RESCOMP Archives

March 2006

RESCOMP@LISTSERV.MIAMIOH.EDU

Options: Use Monospaced Font
Show Text Part by Default
Show All Mail Headers

Message: [<< First] [< Prev] [Next >] [Last >>]
Topic: [<< First] [< Prev] [Next >] [Last >>]
Author: [<< First] [< Prev] [Next >] [Last >>]

Print Reply
Subject:
From:
Reply To:
Research Computing Support <[log in to unmask]>, Robin <[log in to unmask]>
Date:
Sun, 5 Mar 2006 20:40:06 -0500
Content-Type:
text/plain
Parts/Attachments:
text/plain (186 lines)
Stephen E. Wright wrote:

> This time I linked with -limg and -lm in that order.  Also, given 
> Robin's comments on environment, I qsub'd the job with -V.  The error 
> is now:

Steve, the original error message went away as I made changes so that 
default modules (Intel 9's LD_LIBRARY_PATH) is loaded during a 
non-interactive
SSH session as well.

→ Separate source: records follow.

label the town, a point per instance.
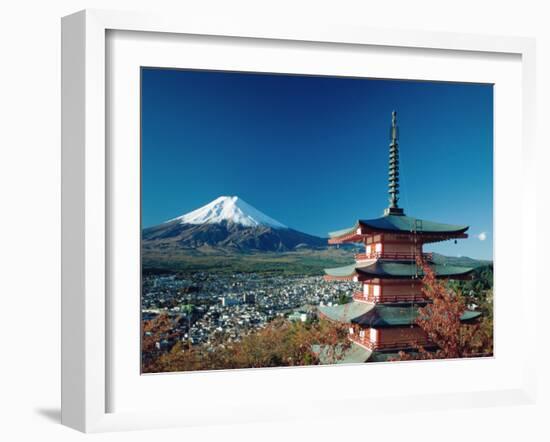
(208, 307)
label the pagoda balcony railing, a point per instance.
(393, 255)
(360, 296)
(399, 344)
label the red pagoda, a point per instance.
(382, 315)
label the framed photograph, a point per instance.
(251, 212)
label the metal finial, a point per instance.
(393, 170)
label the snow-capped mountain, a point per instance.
(228, 222)
(231, 209)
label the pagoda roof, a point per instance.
(379, 316)
(401, 223)
(395, 269)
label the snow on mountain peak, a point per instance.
(231, 209)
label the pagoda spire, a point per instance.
(393, 170)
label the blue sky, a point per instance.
(312, 152)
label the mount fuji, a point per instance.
(228, 222)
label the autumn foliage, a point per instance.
(441, 320)
(281, 343)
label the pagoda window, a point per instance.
(373, 335)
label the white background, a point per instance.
(30, 182)
(269, 390)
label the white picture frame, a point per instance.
(86, 206)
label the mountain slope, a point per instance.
(231, 209)
(227, 223)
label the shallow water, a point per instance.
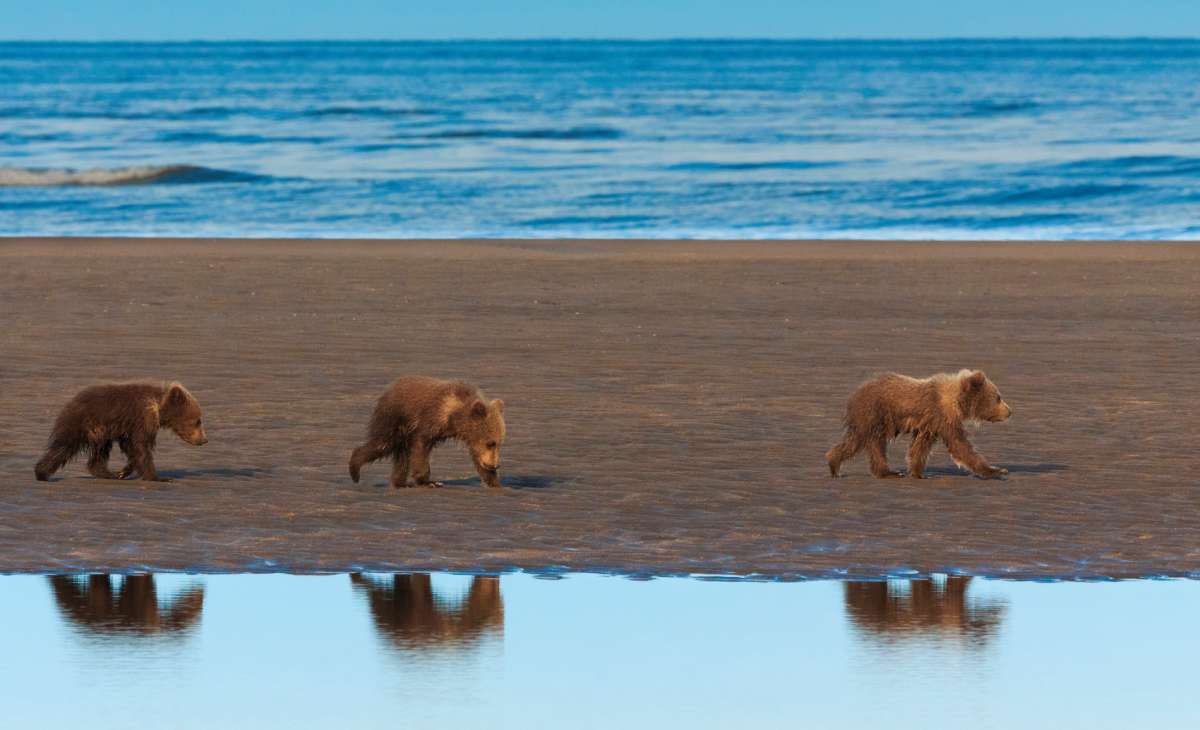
(946, 139)
(450, 651)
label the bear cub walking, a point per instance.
(129, 414)
(419, 413)
(931, 408)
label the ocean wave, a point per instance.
(349, 111)
(749, 166)
(142, 174)
(585, 132)
(1147, 166)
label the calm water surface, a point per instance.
(1035, 139)
(447, 651)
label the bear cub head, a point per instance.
(979, 399)
(181, 413)
(484, 434)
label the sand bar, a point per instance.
(669, 404)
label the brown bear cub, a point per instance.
(127, 413)
(417, 414)
(931, 408)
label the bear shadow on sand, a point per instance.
(514, 482)
(219, 473)
(1013, 468)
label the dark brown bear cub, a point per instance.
(417, 414)
(130, 414)
(931, 408)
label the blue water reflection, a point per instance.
(454, 651)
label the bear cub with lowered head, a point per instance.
(930, 408)
(129, 414)
(419, 413)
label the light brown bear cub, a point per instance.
(127, 413)
(417, 414)
(931, 408)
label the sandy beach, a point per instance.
(669, 404)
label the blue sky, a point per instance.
(279, 19)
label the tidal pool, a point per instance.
(588, 651)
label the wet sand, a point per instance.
(669, 404)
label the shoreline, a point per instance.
(669, 405)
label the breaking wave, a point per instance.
(142, 174)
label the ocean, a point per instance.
(946, 139)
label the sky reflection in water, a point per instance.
(383, 651)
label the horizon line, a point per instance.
(618, 40)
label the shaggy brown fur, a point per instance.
(417, 414)
(129, 414)
(931, 408)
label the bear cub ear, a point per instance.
(976, 380)
(177, 395)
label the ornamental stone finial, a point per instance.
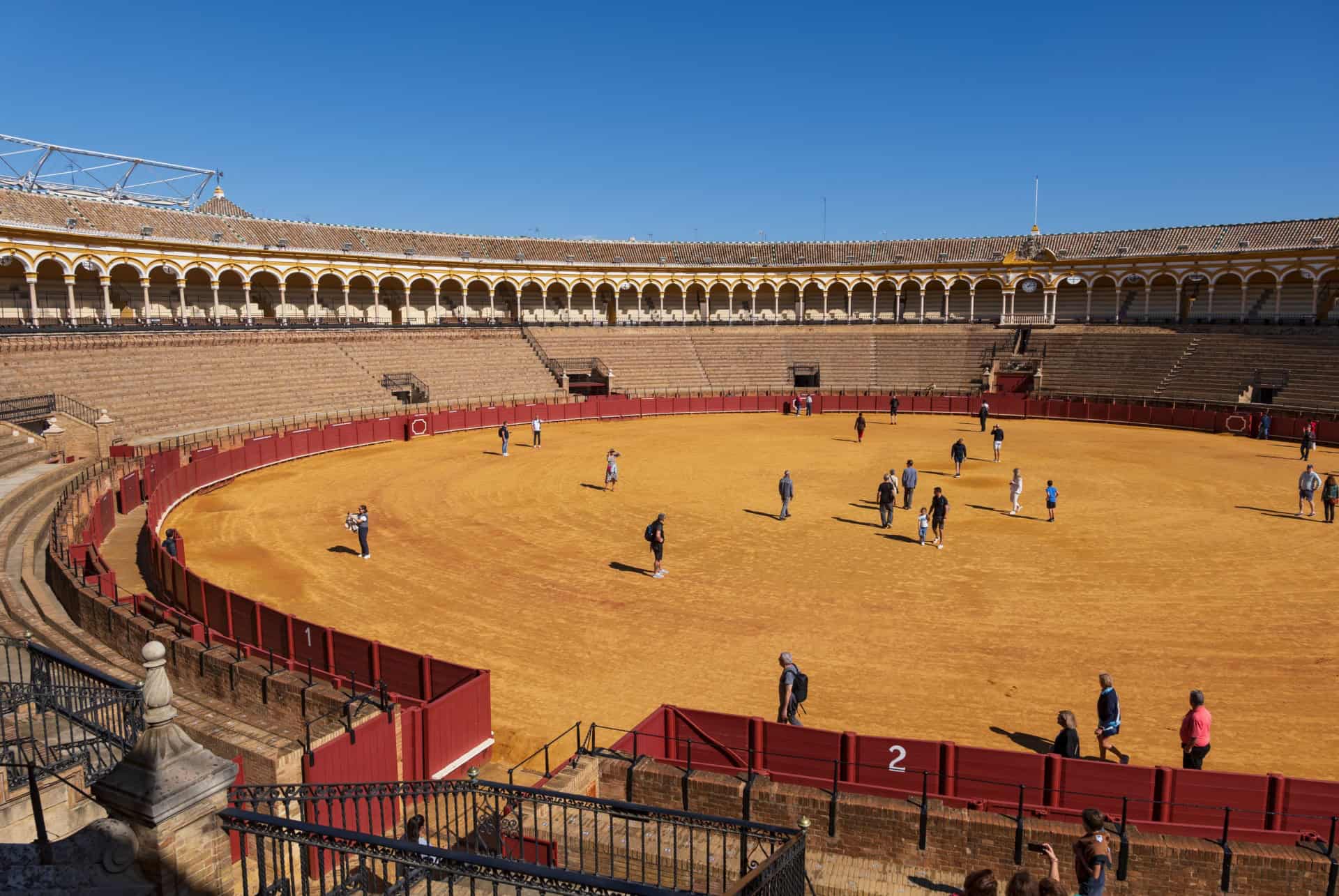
(158, 709)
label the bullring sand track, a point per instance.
(1176, 563)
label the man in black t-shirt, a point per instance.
(658, 545)
(937, 510)
(887, 497)
(787, 708)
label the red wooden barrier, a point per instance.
(458, 722)
(128, 492)
(809, 753)
(896, 762)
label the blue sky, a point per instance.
(711, 121)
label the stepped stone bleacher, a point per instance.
(240, 228)
(157, 385)
(1224, 363)
(1122, 360)
(754, 358)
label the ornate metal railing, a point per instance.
(413, 388)
(33, 407)
(56, 713)
(607, 844)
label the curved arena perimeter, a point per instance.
(154, 353)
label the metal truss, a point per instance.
(47, 168)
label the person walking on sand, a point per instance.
(1307, 485)
(361, 519)
(1015, 493)
(1107, 718)
(787, 490)
(1195, 733)
(937, 512)
(656, 536)
(959, 455)
(887, 497)
(909, 477)
(792, 690)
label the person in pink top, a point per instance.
(1195, 733)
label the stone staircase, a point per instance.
(1176, 367)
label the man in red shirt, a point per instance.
(1195, 733)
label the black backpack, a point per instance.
(800, 688)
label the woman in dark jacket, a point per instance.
(1068, 741)
(959, 455)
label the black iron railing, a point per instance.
(288, 856)
(56, 713)
(605, 843)
(35, 407)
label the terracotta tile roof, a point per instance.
(236, 225)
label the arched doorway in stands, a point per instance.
(14, 289)
(556, 303)
(361, 298)
(912, 305)
(391, 292)
(330, 296)
(264, 295)
(200, 295)
(676, 304)
(126, 292)
(51, 289)
(296, 296)
(478, 299)
(990, 301)
(453, 299)
(232, 295)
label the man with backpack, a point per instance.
(792, 690)
(656, 536)
(787, 490)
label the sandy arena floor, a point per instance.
(1174, 563)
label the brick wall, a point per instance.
(958, 840)
(276, 704)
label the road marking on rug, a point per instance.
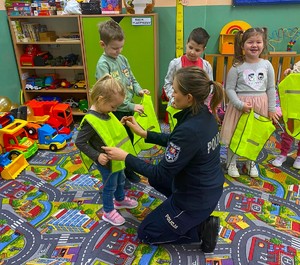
(147, 189)
(63, 238)
(295, 243)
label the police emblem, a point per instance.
(172, 152)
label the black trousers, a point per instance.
(169, 224)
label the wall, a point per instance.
(210, 14)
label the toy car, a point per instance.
(80, 84)
(72, 103)
(65, 83)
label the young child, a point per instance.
(250, 85)
(195, 46)
(286, 139)
(95, 131)
(112, 62)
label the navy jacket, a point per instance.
(192, 160)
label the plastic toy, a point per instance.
(80, 84)
(83, 105)
(31, 50)
(48, 98)
(5, 119)
(65, 83)
(59, 127)
(49, 139)
(60, 111)
(72, 103)
(10, 169)
(14, 139)
(5, 103)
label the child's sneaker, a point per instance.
(127, 203)
(232, 171)
(113, 217)
(277, 162)
(297, 163)
(252, 169)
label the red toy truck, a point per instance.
(60, 111)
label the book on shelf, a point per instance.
(17, 30)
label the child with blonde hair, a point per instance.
(250, 85)
(98, 128)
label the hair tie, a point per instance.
(211, 87)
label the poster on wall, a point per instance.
(264, 2)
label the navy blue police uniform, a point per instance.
(189, 175)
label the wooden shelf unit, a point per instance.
(61, 25)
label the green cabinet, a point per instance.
(140, 47)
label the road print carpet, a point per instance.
(51, 214)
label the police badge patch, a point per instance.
(172, 152)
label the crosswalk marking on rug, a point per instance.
(295, 243)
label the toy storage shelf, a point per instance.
(50, 26)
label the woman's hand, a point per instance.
(135, 127)
(103, 159)
(247, 107)
(274, 116)
(138, 108)
(144, 91)
(114, 153)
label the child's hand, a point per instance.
(138, 108)
(144, 91)
(247, 107)
(287, 71)
(135, 127)
(115, 153)
(103, 159)
(274, 116)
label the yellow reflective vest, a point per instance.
(289, 93)
(148, 121)
(113, 134)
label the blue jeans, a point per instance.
(113, 187)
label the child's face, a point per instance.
(105, 106)
(253, 46)
(193, 50)
(113, 48)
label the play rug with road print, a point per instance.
(51, 214)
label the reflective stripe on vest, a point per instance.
(148, 121)
(113, 133)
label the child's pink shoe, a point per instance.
(113, 218)
(127, 203)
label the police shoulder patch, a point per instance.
(172, 152)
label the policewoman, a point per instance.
(190, 174)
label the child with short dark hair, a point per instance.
(195, 46)
(112, 62)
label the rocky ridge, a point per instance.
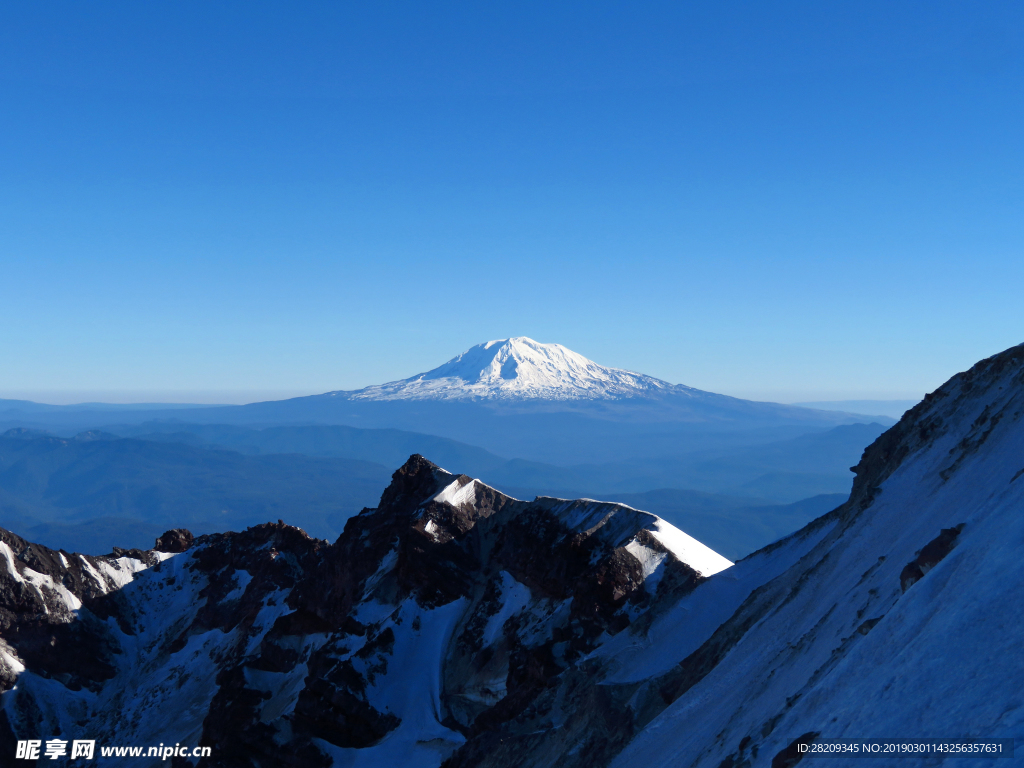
(434, 619)
(456, 626)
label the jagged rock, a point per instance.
(177, 540)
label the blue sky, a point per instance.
(231, 201)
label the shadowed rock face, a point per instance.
(294, 647)
(455, 626)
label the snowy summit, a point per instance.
(517, 369)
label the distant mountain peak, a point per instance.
(518, 369)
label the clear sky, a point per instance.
(781, 201)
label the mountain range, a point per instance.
(559, 425)
(452, 625)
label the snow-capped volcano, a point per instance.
(518, 369)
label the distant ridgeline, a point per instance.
(454, 625)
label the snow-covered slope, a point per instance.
(518, 369)
(456, 626)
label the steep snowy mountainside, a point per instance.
(436, 617)
(896, 615)
(518, 369)
(454, 625)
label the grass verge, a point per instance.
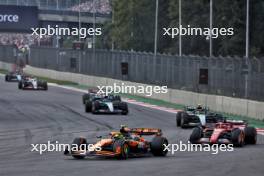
(251, 121)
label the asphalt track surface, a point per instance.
(29, 117)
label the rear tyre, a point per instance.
(121, 147)
(157, 146)
(184, 120)
(45, 85)
(81, 143)
(6, 78)
(250, 135)
(85, 97)
(20, 86)
(238, 137)
(95, 107)
(124, 108)
(196, 135)
(178, 119)
(88, 106)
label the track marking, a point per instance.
(131, 101)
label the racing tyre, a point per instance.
(117, 98)
(20, 86)
(237, 137)
(6, 78)
(85, 98)
(250, 135)
(184, 120)
(196, 135)
(124, 108)
(88, 106)
(95, 107)
(157, 146)
(178, 119)
(120, 146)
(45, 85)
(81, 143)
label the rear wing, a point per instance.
(237, 122)
(143, 131)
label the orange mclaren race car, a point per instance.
(233, 132)
(128, 142)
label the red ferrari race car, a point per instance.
(128, 142)
(233, 132)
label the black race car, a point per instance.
(197, 116)
(31, 83)
(13, 76)
(97, 103)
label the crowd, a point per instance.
(23, 40)
(99, 6)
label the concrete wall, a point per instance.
(237, 106)
(5, 66)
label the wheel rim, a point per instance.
(126, 150)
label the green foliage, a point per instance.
(133, 23)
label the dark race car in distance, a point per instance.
(233, 132)
(13, 76)
(197, 116)
(105, 104)
(128, 142)
(31, 83)
(91, 92)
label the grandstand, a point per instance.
(62, 12)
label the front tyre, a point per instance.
(178, 119)
(196, 135)
(80, 144)
(20, 85)
(250, 135)
(121, 148)
(157, 146)
(6, 78)
(238, 137)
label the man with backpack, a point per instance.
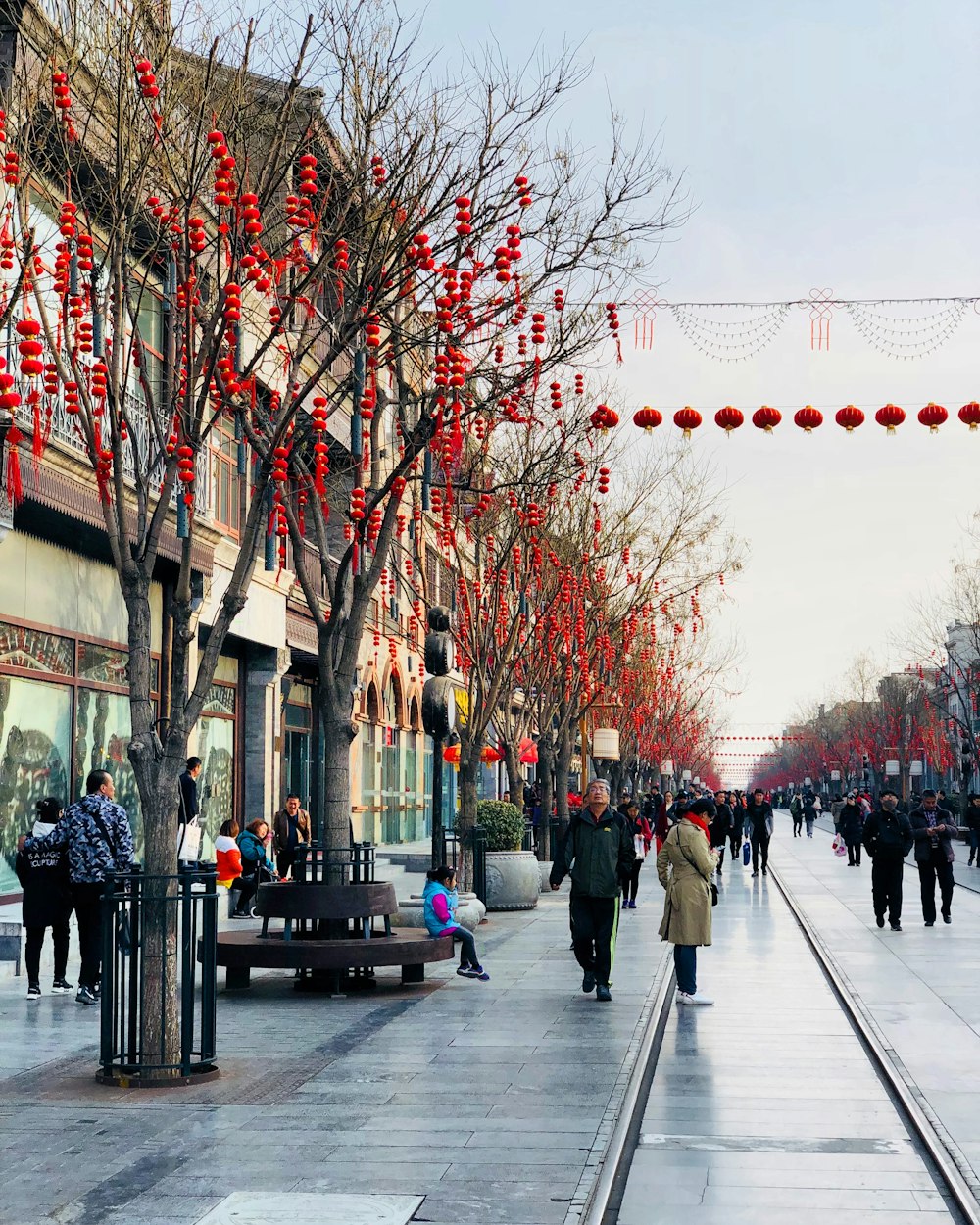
(96, 834)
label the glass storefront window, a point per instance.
(35, 651)
(34, 760)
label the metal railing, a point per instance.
(455, 844)
(137, 1043)
(314, 862)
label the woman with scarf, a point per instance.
(684, 866)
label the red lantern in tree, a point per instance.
(765, 417)
(849, 417)
(687, 419)
(729, 417)
(932, 416)
(648, 417)
(970, 415)
(808, 417)
(891, 416)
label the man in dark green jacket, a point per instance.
(598, 853)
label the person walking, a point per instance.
(809, 814)
(934, 836)
(797, 812)
(760, 817)
(642, 836)
(973, 826)
(684, 867)
(96, 833)
(47, 902)
(290, 826)
(887, 837)
(720, 828)
(598, 854)
(851, 823)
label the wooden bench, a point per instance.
(312, 914)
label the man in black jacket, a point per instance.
(934, 832)
(760, 816)
(598, 853)
(720, 828)
(888, 839)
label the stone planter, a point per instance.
(514, 880)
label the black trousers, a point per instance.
(594, 926)
(632, 885)
(34, 944)
(886, 887)
(936, 868)
(87, 902)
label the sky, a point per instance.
(823, 145)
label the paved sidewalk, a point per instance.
(488, 1099)
(764, 1108)
(921, 985)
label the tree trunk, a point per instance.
(547, 785)
(514, 779)
(469, 770)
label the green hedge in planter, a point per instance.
(504, 824)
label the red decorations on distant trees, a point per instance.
(891, 416)
(765, 417)
(729, 417)
(808, 417)
(970, 415)
(849, 417)
(648, 417)
(604, 417)
(934, 416)
(687, 419)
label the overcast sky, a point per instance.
(823, 145)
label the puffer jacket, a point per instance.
(96, 832)
(598, 854)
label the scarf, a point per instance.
(700, 822)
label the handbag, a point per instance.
(189, 842)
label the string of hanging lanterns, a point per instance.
(765, 417)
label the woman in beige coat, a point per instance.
(684, 866)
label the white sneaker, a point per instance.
(684, 998)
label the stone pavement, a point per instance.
(490, 1101)
(764, 1108)
(921, 985)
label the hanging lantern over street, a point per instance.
(808, 417)
(970, 415)
(687, 419)
(934, 416)
(891, 416)
(729, 417)
(648, 417)
(849, 417)
(765, 417)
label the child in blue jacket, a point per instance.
(440, 901)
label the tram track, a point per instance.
(949, 1167)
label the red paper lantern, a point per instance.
(765, 417)
(932, 416)
(849, 417)
(808, 417)
(687, 419)
(648, 417)
(970, 415)
(891, 416)
(729, 417)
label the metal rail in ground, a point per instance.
(606, 1197)
(958, 1182)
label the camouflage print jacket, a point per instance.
(91, 856)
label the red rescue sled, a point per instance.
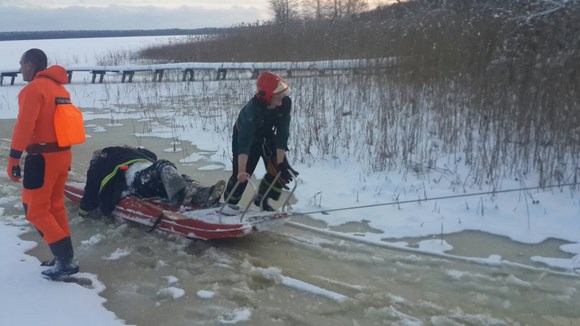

Coincidentally, shortly after my change, you qsub 
it with a '-V'.

This is more of an issue of mpirun_ssh to pass on the env variable. It 
is circumvented by loading a default lib (per Modules)
while doing a mpirun_ssh. We were still in discussion on making 
mpirun_ssh to pass env variables in a way that is consistent w/ Module 
setup.
We have Modules and there's a need to give the flexibility of using a 
different lib (not the default) in general; not just Intel's. As such,
mpirun_ssh needs a wrapper to pass env variables as needed.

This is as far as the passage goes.